I started by inputting $e^x$ into the formula: $$\lim_{h \to 0} \frac{e^{x+h} - e^x}{h}$$ and multiplying it by $\\\frac{h}{e^h-1}$ to cancel out the h (this is where I may have made a mistake): $$\lim_{h \to 0} \frac{e^{x+h} - e^x}{h}\cdot\frac{h}{e^h-1}=\lim_{h \to 0} \frac{e^{x+h} - e^x(h)}{h({e^h-1})}$$ after simplifying (canceling the h's) this you get: $$\lim_{h \to 0} \frac{e^{x+h} - e^x}{{e^h-1}}$$ then I expanded the ${e^x}^{+h}$ and factored it (also possible mistake): $$\lim_{h \to 0} \frac{e^x\cdot e^{h} - e^x}{{e^h-1}}=\lim_{h \to 0} \frac{e^x( e^{h}-1)}{{e^h-1}}$$ the $(e^h-1)$ cancels with the $e^h-1$, which obviously ends as: $$\lim_{h \to 0}e^x =e^x$$ Now, this makes sense to me as it is, but there is definitely a huge chance that this is wrong and that there is an exponential, fractional, algebraic, or arithmetic error somewhere.

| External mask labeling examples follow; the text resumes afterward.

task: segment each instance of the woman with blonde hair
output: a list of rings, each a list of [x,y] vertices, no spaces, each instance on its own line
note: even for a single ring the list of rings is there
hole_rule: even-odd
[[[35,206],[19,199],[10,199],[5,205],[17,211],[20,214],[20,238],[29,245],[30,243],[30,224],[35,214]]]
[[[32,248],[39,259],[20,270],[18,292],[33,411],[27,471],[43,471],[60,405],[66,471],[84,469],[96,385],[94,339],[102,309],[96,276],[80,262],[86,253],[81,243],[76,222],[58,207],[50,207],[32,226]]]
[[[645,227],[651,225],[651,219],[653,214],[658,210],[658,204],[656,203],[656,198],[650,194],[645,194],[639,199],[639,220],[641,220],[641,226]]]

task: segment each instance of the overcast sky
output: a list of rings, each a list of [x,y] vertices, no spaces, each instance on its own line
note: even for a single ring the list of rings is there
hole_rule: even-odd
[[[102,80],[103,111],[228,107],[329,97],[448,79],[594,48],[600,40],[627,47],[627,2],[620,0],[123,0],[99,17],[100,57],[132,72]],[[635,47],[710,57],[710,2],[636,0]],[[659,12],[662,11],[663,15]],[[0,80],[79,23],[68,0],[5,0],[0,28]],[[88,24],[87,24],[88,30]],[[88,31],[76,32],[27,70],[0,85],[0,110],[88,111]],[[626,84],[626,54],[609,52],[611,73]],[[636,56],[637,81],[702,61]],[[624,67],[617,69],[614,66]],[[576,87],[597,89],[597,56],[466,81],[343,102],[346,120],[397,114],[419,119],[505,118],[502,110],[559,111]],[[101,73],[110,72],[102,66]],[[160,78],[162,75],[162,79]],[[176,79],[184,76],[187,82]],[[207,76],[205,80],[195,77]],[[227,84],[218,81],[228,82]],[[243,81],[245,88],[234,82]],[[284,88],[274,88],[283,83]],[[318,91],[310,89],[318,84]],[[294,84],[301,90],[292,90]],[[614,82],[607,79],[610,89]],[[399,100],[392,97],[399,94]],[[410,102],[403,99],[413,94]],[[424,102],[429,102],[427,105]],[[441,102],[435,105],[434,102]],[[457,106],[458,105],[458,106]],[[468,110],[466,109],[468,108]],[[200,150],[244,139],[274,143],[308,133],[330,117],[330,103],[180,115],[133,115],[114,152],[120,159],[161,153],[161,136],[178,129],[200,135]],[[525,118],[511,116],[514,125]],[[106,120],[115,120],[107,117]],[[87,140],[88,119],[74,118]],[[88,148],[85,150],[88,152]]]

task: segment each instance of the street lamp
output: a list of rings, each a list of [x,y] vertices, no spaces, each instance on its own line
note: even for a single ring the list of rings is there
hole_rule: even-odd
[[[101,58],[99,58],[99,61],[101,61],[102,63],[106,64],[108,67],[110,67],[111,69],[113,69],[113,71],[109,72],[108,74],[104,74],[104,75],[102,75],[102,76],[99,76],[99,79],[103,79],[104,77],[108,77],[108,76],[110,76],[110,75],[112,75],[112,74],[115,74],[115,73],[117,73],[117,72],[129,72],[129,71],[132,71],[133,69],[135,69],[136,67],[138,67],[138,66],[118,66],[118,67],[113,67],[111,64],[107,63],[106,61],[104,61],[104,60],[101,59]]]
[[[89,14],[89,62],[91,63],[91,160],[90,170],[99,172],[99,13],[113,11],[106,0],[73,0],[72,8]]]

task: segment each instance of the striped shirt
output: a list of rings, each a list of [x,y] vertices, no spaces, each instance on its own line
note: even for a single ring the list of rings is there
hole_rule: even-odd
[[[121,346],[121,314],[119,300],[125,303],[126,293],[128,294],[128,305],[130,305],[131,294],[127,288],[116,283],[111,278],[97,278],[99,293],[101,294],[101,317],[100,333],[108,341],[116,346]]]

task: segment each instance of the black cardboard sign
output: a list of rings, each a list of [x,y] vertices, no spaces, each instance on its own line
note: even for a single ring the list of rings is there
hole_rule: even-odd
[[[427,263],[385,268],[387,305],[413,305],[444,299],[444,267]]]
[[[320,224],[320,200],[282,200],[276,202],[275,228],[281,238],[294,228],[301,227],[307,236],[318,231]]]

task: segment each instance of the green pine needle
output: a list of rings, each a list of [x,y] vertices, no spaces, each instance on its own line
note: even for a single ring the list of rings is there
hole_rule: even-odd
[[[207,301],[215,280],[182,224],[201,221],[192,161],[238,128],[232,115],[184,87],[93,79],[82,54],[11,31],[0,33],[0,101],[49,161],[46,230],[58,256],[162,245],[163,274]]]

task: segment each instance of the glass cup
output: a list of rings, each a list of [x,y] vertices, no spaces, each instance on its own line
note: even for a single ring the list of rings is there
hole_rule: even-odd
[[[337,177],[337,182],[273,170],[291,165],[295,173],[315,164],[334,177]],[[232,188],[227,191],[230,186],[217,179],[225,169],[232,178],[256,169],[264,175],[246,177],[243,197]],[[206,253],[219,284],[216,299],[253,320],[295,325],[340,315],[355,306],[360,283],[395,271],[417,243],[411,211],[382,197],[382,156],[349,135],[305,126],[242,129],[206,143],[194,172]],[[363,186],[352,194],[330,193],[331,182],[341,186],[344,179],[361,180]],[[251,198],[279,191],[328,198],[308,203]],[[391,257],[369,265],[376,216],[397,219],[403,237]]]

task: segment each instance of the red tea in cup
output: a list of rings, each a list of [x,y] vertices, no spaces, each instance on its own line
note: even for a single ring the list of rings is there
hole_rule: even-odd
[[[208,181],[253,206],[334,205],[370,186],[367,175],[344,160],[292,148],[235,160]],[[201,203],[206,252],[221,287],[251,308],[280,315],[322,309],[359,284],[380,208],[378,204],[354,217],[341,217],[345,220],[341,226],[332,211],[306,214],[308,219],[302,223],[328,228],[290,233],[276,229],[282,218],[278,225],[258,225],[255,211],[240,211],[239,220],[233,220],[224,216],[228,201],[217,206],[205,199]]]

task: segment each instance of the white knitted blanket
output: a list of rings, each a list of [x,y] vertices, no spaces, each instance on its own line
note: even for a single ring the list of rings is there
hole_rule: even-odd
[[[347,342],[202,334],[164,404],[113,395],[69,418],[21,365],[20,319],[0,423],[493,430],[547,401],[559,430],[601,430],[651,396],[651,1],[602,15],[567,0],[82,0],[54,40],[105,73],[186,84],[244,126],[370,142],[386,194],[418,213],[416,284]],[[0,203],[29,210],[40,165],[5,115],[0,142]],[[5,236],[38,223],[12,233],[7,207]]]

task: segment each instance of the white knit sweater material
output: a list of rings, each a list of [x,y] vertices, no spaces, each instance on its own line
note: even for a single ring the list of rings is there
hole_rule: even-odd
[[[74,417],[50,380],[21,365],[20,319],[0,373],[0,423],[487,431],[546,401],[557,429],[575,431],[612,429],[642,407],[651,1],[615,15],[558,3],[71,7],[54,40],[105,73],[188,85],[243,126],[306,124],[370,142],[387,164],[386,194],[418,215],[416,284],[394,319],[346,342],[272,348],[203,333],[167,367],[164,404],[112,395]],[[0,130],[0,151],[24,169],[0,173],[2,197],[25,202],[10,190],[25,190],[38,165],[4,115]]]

If you find a simple mistake, please point it out without being mean, and don't lecture me for exceeding expectations at my age. Again, to whomever is reading this, much appreciated. Thank you!

To clarify this was just a shot at seeing if I could find a way to use the definition to prove that d/dx(e^x)=e^x without using series or sums or anything of that sort.

Answer 1

Traditionally, we don't divide by factors, that go to zero together with h. If you know already the translation formula

$$e^{x+h} - e ^x= e^ x( e^h-1)$$

then you only need to show that $\lim_{h->0}\frac{e^h-1}{h}=1$

that is, to know that $e^0=1, {e^x}'(0)=1$

But that is of course not a proof.

A purely algebraic proof goes by

$$\log' x = \frac{1}{x}$$ $$ \log(x)=\int_1^x \frac{dx}{x} \quad x>0$$ $$\exp(x) = \log^{-1}(x) $$ $$\frac{d}{dx} \ \log(\exp x) \ = \ \frac{d}{dx} x = \ 1 \ = \log'(\exp(x))\ \exp'(x) \ = \ \frac{1}{\exp(x)}\ \exp'(x )$$

Answer 2

I think this one could be you are looking for: You Have multiplied the original function by h/(e^h-1) but we can never be sure that it 'will' be equal to 1. As you are reading calculus I assume you could have come up to 'Indeterminant forms'. Since it is an 'indeterminant form'. Although As numerator and denominator both respectively tends to 0, we can never be sure that both the values will be equal. Speaking in layman language:

" Take an example one value is 0.0000001 and other value is 0.0000000001. They both are nearly zero as we can assume(THIS IS ONLY AN EXAMPLE), but the ratio of other with respect to first is 1000." Therefore you could have multiplied there by a thousand or a million instead of 1, who knows. But as you know if we a multiply an expression by a NON-UNIT value. it's value will definitely differ.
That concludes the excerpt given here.